Lymphoplasmacytic
rhinitis (LPR) is a common histologic finding in dogs with chronic
nasal disease; however, potential etiologies of this disorder have not been examined. We investigated the hypothesis that specific microbes contribute to clinical disease in dogs with LPR.
Paraffin-embedded nasal biopsies were obtained from 19 dogs with LPR, 10 dogs with nasal
neoplasia, and 10 dogs with nasal
aspergillosis.
Nucleic acids were extracted from
paraffin blocks, and real-time quantitative polymerase chain reaction (PCR) was employed for detection of target genes for bacterial and
fungal DNA, canine adenovirus 2 (CAV-2),
parainfluenza virus 3 (PI-3), Chlamydial Chlamydophila spp., and Bartonella spp.
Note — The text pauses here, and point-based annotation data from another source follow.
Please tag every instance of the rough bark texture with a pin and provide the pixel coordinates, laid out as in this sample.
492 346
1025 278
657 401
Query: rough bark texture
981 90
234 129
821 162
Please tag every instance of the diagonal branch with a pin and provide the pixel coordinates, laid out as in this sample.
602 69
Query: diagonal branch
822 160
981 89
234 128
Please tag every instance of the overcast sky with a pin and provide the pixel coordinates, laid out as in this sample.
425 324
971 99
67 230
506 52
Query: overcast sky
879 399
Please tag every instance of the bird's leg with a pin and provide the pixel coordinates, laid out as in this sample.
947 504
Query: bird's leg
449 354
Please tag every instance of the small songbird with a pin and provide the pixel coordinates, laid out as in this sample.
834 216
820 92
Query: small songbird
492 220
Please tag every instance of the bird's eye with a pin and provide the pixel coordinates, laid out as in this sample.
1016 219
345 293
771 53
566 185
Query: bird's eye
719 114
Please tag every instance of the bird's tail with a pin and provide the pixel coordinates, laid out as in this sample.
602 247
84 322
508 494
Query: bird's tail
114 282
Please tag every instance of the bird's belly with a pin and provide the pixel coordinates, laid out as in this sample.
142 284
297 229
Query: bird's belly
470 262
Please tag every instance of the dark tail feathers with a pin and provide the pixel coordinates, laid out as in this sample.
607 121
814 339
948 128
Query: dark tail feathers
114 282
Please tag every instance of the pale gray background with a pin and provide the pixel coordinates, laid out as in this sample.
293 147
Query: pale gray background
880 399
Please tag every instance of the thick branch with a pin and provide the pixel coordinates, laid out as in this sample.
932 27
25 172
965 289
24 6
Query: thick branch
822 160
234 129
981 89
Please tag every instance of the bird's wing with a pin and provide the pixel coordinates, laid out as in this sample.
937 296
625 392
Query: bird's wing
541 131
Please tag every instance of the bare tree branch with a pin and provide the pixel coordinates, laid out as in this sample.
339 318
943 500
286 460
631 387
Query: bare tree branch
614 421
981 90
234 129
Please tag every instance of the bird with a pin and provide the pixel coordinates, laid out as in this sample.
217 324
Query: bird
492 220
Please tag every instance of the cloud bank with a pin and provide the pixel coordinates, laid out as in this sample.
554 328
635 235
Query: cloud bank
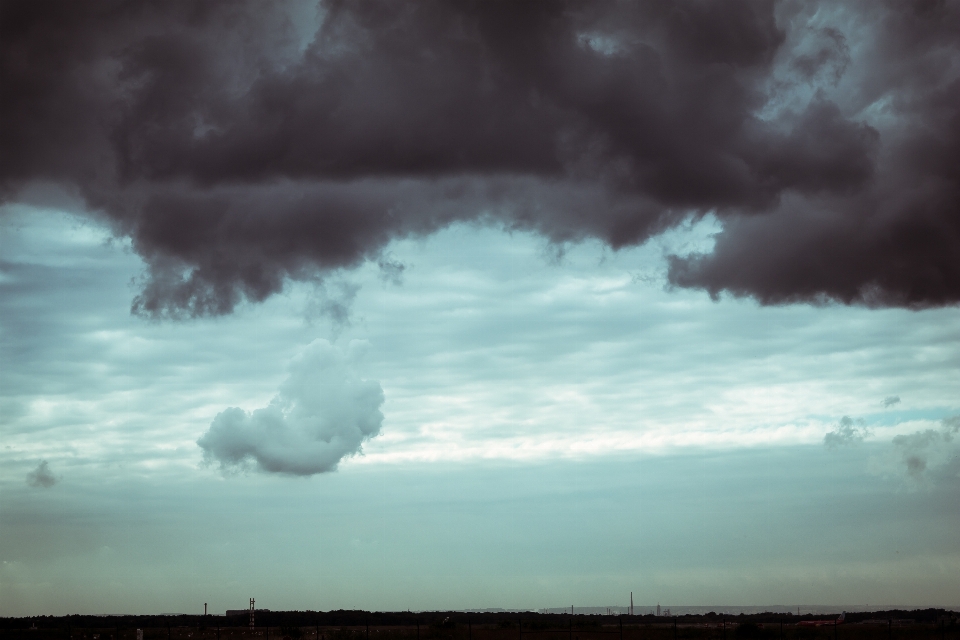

Conventional PCR was used for detection of Mycoplasma spp. Statistical analysis was performed using the Mann-Whitney U-test for nonparametric data, and significance was set at P < 0.05.
DNA or
RNA for CAV-2, PI-3, Bartonella, Mycoplasma, and Chlamydophila was not detected in any nasal biopsy.
DNA loads for
bacterial DNA did not differ among disease groups. Detection of
fungal DNA in nasal biopsies was highest in dogs with
aspergillosis (P < 0.0001); however, nasal biopsies of LPR dogs also displayed higher
fungal DNA levels than samples from dogs with nasal
neoplasia (P = 0.016). Detection of high levels of
fungal DNA in nasal biopsies of dogs with LPR suggests that fungal organisms may be causally associated with the
inflammation observed, although the possibility of entrapment or accumulation of fungi in the nasal cavity due to chronic
inflammation cannot be excluded. Further investigations are required to elucidate the underlying etiopathogenesis of LPR.